Referring to Example 5 and Figure 13(B), we have ${\bf{N}} = {\bf{k}}$. Since ${\bf{B}}$ points into the page, so
${\bf{B}} = - \dfrac{{{\mu _0}i}}{{2\pi y}}{\bf{k}}$
By Eq. (3), the flux $\Phi \left( t \right)$ of ${\bf{B}}$ through ${\cal R}$ at time t is
$\Phi \left( t \right) = \mathop \smallint \limits_{}^{} \mathop \smallint \limits_{\cal R}^{} {\bf{B}}\cdot{\rm{d}}{\bf{S}} = \mathop \smallint \limits_{y = 3}^9 \mathop \smallint \limits_{x = y - 9}^{9 - y} {\bf{B}}\cdot{\bf{N}}{\rm{d}}x{\rm{d}}y$
$\Phi \left( t \right) = - \mathop \smallint \limits_{y = 3}^9 \mathop \smallint \limits_{x = y - 9}^{9 - y} \dfrac{{{\mu _0}i}}{{2\pi y}}{\rm{d}}x{\rm{d}}y$
$\Phi \left( t \right) = - \dfrac{{{\mu _0}i}}{{2\pi }}\mathop \smallint \limits_{y = 3}^9 \dfrac{1}{y}\left( {18 - 2y} \right){\rm{d}}y = - \dfrac{{{\mu _0}i}}{{2\pi }}\left( {\mathop \smallint \limits_{y = 3}^9 \dfrac{{18}}{y}{\rm{d}}y - \mathop \smallint \limits_{y = 3}^9 2{\rm{d}}y} \right)$
$\Phi \left( t \right) = - \dfrac{{{\mu _0}i}}{{2\pi }}\left( {18\ln y|_3^9 - 12} \right) = - \dfrac{{{\mu _0}i}}{{2\pi }}\left( {18\ln 3 - 12} \right)$
Since $i\left( t \right) = 10{{\rm{e}}^{ - 0.1t}}$ and ${\mu _0} = 4\pi \cdot{10^{ - 7}}$, so
$\Phi \left( t \right) = - \dfrac{{4\pi \cdot {{10}^{ - 7}}}}{{2\pi }}\left( {10{{\rm{e}}^{ - 0.1t}}} \right)\left( {18\ln 3 - 12} \right) \approx - 1.56 \times {10^{ - 5}}{{\rm{e}}^{ - 0.1t}}$
So, the flux is $\Phi \left( t \right) \approx - 1.56 \times {10^{ - 5}}{{\rm{e}}^{ - 0.1t}}$ ${\rm{T - }}{m^2}$.

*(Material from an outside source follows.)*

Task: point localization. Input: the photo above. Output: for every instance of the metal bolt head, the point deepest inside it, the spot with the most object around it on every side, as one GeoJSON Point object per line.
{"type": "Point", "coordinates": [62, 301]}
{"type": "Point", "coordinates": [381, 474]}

Next, we use Faraday's Law to determine the voltage drop around the rectangular loop:
By Eq. (5):
$\mathop \smallint \limits_C^{} {\bf{E}}\cdot{\rm{d}}{\bf{r}} = - \dfrac{d}{{dt}}\mathop \smallint \limits_{}^{} \mathop \smallint \limits_{\cal R}^{} {\bf{B}}\cdot{\rm{d}}{\bf{S}}$
$\mathop \smallint \limits_C^{} {\bf{E}}\cdot{\rm{d}}{\bf{r}} = - \dfrac{d}{{dt}}\left( { - 1.56 \times {{10}^{ - 5}}{{\rm{e}}^{ - 0.1t}}} \right)$
$\mathop \smallint \limits_C^{} {\bf{E}}\cdot{\rm{d}}{\bf{r}} = - 1.56 \times {10^{ - 6}}{{\rm{e}}^{ - 0.1t}}$
So, the voltage drop is $\mathop \smallint \limits_C^{} {\bf{E}}\cdot{\rm{d}}{\bf{r}} = - 1.56 \times {10^{ - 6}}{{\rm{e}}^{ - 0.1t}}$ volts.